In their pre-teen or “tween” years, kids will continue growing more independent from their family and developing an increased attention span. At this point, chores are a good way to keep family a central part of their life. Offer chores that can be completed independently to give them space. Pre-teens can also handle more detailed and longer lasting jobs than they could previously. Here are some examples:

  • Fold and put away one or two loads of laundry.
  • Clean the bathroom from top to bottom.
  • Wash and dry dishes independently.
  • Clean mirrors around the house.

13-18 years

As children become adolescents, they more than ever want to separate themselves as individuals. They also want to be treated like the adults they’re growing into. Teenagers can do lots of more “adult” chores, like:

  • Mowing the lawn.
  • Babysitting younger siblings.
  • Give car rides to family members.
  • Prepare and cook simple meals.
  • Clean household appliances, such as the refrigerator and microwave.

Teaching your child how to do a chore.

Before you leave your child hanging with a brand new chore they have no idea how to complete, walk them through the process. Walk your child through their first attempt, as this will make it easier for them to learn. It’s easy to overestimate your child’s ability to complete a task that you’ve done yourself a thousand times. If your kid needs help, remind yourself that it’s completely new to them and they might need a little extra guidance before getting the hang of it.

Organizing chores in a kid-friendly way.

It can be hard getting organized. With lots of kids in the family, how does everyone know who will be doing which chores, and how do you track everyone’s progress? Many families use tools like chore charts or chore cards to avoid the confusion. Plus, they’re your secret weapon to make chores more fun for kids. Chore charts and chore cards are customizable to your family’s needs, and there are loads of templates and printables to be found online.

Chore charts are generally better for younger children who enjoy earning stickers and prefer visually tracking their progress. They usually list chores to be completed, people to complete them and offer spaces for earned stickers or check marks when tasks have been completed. Some chore charts are simply used as points of reference for who performs chores and when. The downside to chore charts is that as kids grow older, they tend to lose interest in stickers and “boring” charts. This is a good time to transition to chore cards.

Chore cards are a versatile way to help you organize chores. Basically, each chore is listed with instructions and details on an individual card. They can be turned into a game where everyone draws chore cards from the pile, organized in a three-ring binder by day of the week or assigned to a child daily for variety. Breaking down chores into visual tidbits on cards can make them seem like less of a drag.

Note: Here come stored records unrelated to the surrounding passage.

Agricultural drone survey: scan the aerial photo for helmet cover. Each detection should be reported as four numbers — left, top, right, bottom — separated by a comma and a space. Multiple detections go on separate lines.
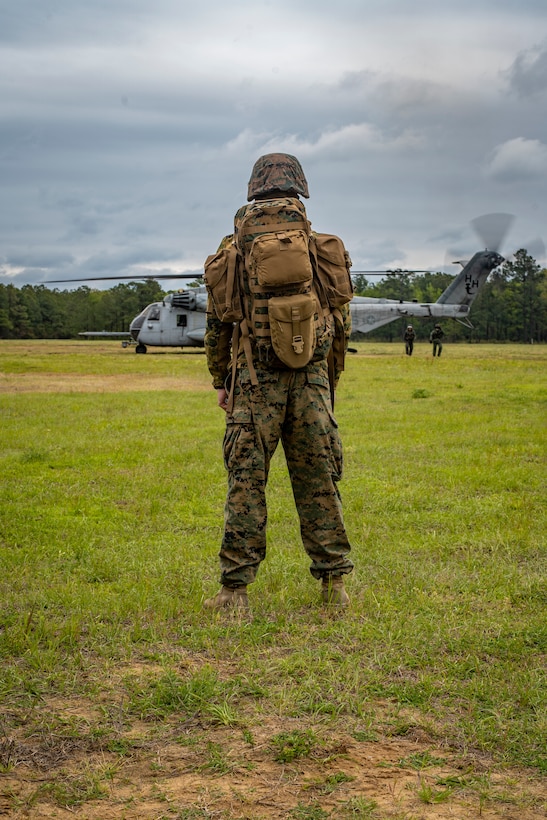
247, 153, 310, 200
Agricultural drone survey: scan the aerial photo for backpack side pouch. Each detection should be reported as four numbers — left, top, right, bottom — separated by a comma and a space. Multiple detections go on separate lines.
311, 233, 354, 309
268, 292, 316, 369
204, 246, 243, 322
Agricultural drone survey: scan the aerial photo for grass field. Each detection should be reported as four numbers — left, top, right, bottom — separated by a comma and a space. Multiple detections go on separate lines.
0, 339, 546, 819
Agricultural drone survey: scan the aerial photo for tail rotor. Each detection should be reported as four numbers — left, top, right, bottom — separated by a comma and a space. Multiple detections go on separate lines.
470, 213, 514, 253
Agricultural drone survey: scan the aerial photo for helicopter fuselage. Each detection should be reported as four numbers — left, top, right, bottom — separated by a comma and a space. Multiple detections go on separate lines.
129, 288, 208, 352
350, 250, 503, 333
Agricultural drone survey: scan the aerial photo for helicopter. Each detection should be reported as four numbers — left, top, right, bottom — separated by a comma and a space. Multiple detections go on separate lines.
50, 213, 517, 352
77, 287, 209, 352
349, 248, 504, 334
75, 248, 503, 352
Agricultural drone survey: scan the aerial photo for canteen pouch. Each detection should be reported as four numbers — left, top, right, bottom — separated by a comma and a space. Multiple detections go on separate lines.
268, 292, 316, 369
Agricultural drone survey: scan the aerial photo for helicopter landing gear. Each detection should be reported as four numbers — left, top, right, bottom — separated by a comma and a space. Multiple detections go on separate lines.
135, 343, 147, 354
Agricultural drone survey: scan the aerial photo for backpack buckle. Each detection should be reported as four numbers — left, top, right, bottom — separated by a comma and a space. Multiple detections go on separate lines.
292, 335, 304, 354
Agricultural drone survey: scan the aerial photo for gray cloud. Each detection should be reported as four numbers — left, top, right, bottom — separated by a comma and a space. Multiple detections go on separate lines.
506, 43, 547, 98
4, 250, 74, 268
1, 0, 546, 289
485, 138, 547, 182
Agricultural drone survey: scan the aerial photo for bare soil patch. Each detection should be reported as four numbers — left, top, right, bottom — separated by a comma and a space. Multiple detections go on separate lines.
0, 373, 209, 394
2, 692, 545, 819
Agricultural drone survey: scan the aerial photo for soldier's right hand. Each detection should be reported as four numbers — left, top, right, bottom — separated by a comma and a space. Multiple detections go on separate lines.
217, 387, 229, 412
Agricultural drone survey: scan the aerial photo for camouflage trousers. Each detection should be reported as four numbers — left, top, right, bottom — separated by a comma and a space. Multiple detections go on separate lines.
218, 362, 354, 587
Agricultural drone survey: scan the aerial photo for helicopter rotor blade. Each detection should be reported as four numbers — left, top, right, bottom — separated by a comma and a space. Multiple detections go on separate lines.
43, 273, 203, 284
470, 213, 515, 253
350, 269, 429, 276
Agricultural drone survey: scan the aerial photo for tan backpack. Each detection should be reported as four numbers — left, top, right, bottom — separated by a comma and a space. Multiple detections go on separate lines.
204, 198, 353, 383
235, 198, 318, 369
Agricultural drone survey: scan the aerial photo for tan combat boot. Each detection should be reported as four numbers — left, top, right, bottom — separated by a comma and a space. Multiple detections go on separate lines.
203, 585, 249, 611
321, 576, 350, 607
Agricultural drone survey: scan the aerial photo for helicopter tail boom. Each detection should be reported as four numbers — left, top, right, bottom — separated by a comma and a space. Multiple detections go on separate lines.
436, 250, 504, 307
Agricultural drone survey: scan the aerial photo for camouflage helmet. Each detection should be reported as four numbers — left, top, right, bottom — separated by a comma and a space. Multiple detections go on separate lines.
247, 153, 309, 200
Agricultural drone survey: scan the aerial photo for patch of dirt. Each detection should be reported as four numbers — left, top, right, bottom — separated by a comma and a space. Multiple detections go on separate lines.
0, 373, 210, 393
1, 700, 545, 819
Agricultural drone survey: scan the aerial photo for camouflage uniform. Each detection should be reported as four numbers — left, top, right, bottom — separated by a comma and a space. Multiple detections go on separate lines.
429, 324, 444, 357
205, 154, 353, 590
404, 325, 415, 356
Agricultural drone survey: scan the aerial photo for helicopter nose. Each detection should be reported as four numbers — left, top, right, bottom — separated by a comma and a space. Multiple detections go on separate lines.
130, 314, 146, 340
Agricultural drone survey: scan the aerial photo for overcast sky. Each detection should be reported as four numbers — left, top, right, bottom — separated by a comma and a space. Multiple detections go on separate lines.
1, 0, 547, 289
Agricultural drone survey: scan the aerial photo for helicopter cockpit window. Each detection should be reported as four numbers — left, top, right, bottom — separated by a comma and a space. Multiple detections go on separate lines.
148, 306, 161, 321
177, 314, 187, 327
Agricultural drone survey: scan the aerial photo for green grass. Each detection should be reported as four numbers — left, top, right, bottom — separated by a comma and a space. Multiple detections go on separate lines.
0, 340, 546, 814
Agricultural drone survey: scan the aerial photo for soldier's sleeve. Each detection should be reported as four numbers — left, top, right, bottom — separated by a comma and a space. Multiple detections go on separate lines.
204, 234, 237, 389
216, 234, 235, 252
205, 301, 233, 389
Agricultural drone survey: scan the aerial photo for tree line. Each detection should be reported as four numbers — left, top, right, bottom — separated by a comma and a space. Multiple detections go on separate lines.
1, 250, 545, 343
0, 280, 165, 340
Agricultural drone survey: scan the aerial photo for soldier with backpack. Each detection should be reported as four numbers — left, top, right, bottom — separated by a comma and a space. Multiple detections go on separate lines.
203, 153, 354, 611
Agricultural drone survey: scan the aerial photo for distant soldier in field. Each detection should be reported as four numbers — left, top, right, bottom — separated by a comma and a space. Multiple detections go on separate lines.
429, 323, 444, 357
203, 153, 354, 611
404, 324, 415, 356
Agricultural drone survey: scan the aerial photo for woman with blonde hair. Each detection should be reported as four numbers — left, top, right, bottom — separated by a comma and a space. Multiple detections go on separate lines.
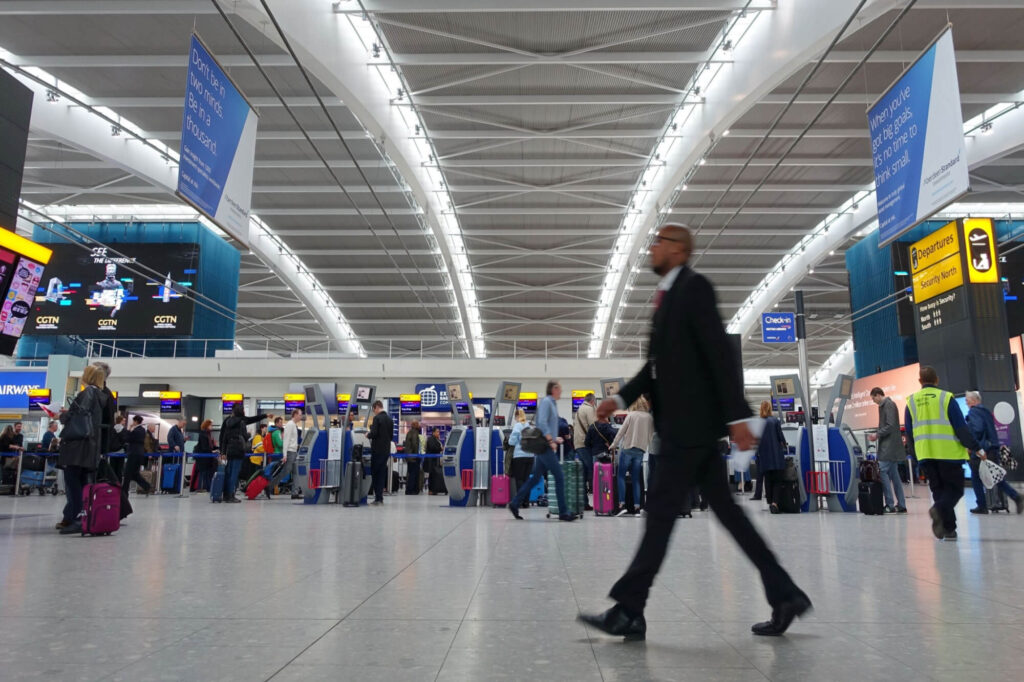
507, 408, 535, 498
611, 397, 654, 516
55, 364, 108, 533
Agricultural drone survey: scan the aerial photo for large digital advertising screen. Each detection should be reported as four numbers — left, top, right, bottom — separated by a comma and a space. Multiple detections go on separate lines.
24, 243, 198, 336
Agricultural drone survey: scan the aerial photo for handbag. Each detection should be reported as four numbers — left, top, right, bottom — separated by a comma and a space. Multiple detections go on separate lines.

How often should kids complete their chores?

What’s expected will vary by family. Make sure your chore requirements encourage a balanced life of activity for your children. Consider other types of work they perform on a daily basis (school or training), and make sure their “work side” of life is healthily balanced with the “play side.” Even though every family has different expectations for time spent on chores, it’s always important and healthy for kids to have balance.

Awarding an allowance for chores.

Awarding allowance is practiced by many families, but it’s not a requirement for chores. Some families believe children should be expected to perform chores out of responsibility, not for a reward. In this case, the reward is thought to be a sense of responsibility and fulfillment. Kids are a part of the family, so they’re expected to pitch in. Praise and positive reinforcement go a long way in these families.

But it’s also very common for parents to offer allowance money as a reward for completing chores. Some families give a weekly allowance based on the stipulation that all chores are complete. Not performing some chores could result in a docking of pay. If you award allowance to your kids, help them learn to manage their money responsibly by encouraging them to get a bank account, explaining savings and monitoring their spending.